JORGE ALCOCER
En la sesión solemne (sic) de la Sala Superior del TEPJF, en que recibió la constancia de mayoría como Presidente electo, Enrique Peña Nieto afirmó: "Fueron también los ciudadanos quienes vigilaron nuestra democracia. Más de 3 millones de mexicanos sirvieron a su país como funcionarios de casilla o representantes de los partidos políticos, supervisando y contando los votos".
La contundencia de la cifra llamó mi atención, ya que, en relación al número de votantes que acudieron a las urnas el domingo 1o. de julio, significaría que el 6 por ciento de aquellos fueron funcionarios de casilla o representantes de partidos presentes en las casillas.
No hay que exagerar. Al revisar la numeralia encontré lo siguiente: poco más de un millón de ciudadanos fueron capacitados y seleccionados por el IFE como funcionarios de casilla, a través del barroco procedimiento establecido en el Cofipe, consistente en escoger, al azar, un mes del año y luego una letra del alfabeto; todos los inscritos en la lista de electores que cumplan las dos condiciones son potenciales funcionarios de casilla.
Cada una de las 143 mil 153 casillas instaladas para la jornada electoral federal contó con su respectiva mesa directiva, integrada por un presidente, un secretario y dos escrutadores. Por tanto, el 57 por ciento de los ciudadanos capacitados, casi 600 mil, estuvieron recibiendo y contando los votos; otros 400 mil eran suplentes, 3 por casilla. Las suplencias efectuadas no alteran la primera cifra.
Los otros dos millones, a que se refirió el Presidente electo, fueron representantes de partidos ante las casillas. Efectivamente, fueron acreditados ante los órganos del IFE casi ese número, que sumado al millón de integrantes de las mesas directivas (propietarios y suplentes) arroja la cifra de tres millones a que se refirió Peña Nieto.
Pero resulta que, según los datos del propio IFE, de los casi dos millones de representantes de partidos, acreditados por éstos previo a la jornada electoral, acudieron a cumplir su tarea poco más de medio millón, es decir el 25 por ciento; el otro 75 por ciento no asistió a cumplir su tarea, cualquiera haya sido la causa.
Los partidos del Movimiento Progresista fueron los principales afectados por el ausentismo de sus representantes, mientras que el PRI y el PAN alcanzaron los mejores niveles de cobertura. A final de cuentas, el dato duro es que en alrededor del 94 por ciento del total de casillas, asistieron representantes de dos o más partidos; mientras que solamente en el 6 por ciento solo estuvo presente el de un partido, o no asistió ninguno.
Para valorar la calidad de la jornada electoral, tengamos presente la suma de los ciudadanos funcionarios de casilla que cumplieron su tarea y los ciudadanos representantes de partidos que asistieron; son más de un millón de testigos directos de la forma en que los votos fueron recibidos y contados ese día.
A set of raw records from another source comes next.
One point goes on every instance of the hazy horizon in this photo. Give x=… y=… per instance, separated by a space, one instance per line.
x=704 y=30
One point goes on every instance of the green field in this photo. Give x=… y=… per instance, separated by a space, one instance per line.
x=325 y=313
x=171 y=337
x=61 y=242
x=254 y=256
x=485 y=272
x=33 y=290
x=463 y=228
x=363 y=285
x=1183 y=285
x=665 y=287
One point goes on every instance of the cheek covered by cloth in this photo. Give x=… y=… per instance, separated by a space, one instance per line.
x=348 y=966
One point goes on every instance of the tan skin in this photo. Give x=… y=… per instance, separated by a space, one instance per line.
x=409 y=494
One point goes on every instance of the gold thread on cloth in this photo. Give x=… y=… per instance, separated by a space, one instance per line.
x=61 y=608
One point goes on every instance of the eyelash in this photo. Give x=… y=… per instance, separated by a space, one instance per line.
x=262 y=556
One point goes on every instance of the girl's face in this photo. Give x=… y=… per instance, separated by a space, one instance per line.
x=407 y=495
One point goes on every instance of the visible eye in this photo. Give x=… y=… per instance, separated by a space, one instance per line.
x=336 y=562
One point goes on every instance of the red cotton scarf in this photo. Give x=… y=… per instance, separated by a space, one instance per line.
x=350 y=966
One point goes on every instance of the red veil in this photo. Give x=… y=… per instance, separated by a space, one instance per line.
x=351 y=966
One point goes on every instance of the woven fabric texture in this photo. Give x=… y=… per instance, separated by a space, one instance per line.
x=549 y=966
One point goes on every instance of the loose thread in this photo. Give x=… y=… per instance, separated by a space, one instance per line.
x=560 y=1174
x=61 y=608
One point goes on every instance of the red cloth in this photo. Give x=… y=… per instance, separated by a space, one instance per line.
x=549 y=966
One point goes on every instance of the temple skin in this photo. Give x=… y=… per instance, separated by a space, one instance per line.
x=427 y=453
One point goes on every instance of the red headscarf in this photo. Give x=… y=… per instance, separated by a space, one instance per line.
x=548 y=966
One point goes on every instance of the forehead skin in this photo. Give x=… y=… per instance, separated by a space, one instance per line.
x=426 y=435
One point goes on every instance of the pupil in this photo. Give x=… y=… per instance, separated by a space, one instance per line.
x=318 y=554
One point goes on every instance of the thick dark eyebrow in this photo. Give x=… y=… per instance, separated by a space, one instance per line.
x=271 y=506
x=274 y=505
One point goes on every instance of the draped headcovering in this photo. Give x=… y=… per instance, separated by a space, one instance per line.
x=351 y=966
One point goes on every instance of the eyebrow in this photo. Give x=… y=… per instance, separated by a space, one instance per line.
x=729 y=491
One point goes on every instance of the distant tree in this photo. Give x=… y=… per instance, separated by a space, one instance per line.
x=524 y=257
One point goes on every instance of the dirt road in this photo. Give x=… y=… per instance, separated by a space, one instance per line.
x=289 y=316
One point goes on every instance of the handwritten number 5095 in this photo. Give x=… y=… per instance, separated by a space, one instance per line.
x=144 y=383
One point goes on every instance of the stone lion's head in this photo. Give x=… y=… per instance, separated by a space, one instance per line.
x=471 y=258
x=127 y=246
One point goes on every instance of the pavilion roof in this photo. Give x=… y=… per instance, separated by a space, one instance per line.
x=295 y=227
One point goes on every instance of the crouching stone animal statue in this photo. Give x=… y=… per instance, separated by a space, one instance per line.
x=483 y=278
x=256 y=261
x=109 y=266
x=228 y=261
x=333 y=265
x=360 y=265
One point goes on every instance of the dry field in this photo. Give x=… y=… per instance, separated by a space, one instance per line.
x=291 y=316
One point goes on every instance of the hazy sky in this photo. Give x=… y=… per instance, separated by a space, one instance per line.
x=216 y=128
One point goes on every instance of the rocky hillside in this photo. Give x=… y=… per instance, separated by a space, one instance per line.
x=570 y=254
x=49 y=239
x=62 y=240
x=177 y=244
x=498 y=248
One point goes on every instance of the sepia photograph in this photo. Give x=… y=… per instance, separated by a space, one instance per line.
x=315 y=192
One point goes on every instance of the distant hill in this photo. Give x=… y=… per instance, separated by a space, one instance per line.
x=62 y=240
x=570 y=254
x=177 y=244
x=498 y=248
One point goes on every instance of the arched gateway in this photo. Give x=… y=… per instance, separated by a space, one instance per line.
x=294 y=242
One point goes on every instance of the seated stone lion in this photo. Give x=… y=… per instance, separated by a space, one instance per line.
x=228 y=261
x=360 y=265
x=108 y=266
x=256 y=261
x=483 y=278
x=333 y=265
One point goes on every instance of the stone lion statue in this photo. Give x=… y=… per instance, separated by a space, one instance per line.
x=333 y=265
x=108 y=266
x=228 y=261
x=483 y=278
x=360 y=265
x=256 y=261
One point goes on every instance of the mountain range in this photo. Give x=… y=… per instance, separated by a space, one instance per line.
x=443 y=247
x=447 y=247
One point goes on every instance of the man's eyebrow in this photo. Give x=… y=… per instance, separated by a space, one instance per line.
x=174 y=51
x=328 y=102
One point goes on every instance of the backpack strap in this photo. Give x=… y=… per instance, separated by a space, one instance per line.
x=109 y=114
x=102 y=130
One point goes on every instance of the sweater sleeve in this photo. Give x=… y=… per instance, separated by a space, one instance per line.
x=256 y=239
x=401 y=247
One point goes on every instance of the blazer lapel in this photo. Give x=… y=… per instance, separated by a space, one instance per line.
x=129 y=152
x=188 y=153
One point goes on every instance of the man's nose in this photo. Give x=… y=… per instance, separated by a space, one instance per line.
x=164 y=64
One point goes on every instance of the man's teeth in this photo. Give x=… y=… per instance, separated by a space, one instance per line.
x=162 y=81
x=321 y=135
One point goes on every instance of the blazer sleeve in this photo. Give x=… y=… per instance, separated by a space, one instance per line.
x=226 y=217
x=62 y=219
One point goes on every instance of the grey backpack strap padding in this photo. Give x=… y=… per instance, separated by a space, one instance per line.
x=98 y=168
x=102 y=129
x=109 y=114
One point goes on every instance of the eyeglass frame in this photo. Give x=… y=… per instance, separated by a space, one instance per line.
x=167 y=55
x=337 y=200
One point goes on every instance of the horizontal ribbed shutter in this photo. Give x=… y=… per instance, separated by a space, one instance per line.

Corresponde a cada partido político hacer el balance de lo ocurrido con sus representantes ante las casillas, a fin de saber las causas del elevado ausentismo y evaluar la relación entre el gasto realizado para esos fines y la cobertura alcanzada.
Decía Jorge Carpizo que nuestras leyes electorales son producto de la "feria de las desconfianzas"; esa condición renace en cada proceso electoral. Recordemos la polémica sobre el lápiz que sustituyó a la crayola, bajo la peregrina idea que la aviesa intención era borrar la marca en la boleta; o si se debía prohibir a los electores entrar a la casilla con teléfono celular, para impedir que el ciudadano tomara una foto a su boleta, ya marcada, para acreditar que había cumplido en la compra-venta supuestamente pactada.
Debemos admitir que la época en que casilla no vigilada -por las oposiciones- era casilla trampeada, quedó atrás; hace varios lustros que la garantía de que los votos cuentan y se cuentan está a cargo de esas centenas de miles de ciudadanos que, de manera ejemplar, nos reciben y atienden con diligencia, quitando horas a su descanso dominical, para hacer la tarea que por azar se les confió.
Hay que desmontar la pirámide de normas legales que ya no tienen razón de ser, que suponen gastos del IFE -y también de los partidos- por cientos de millones de pesos, tirados en el barril sin fondo de los resabios de la desconfianza.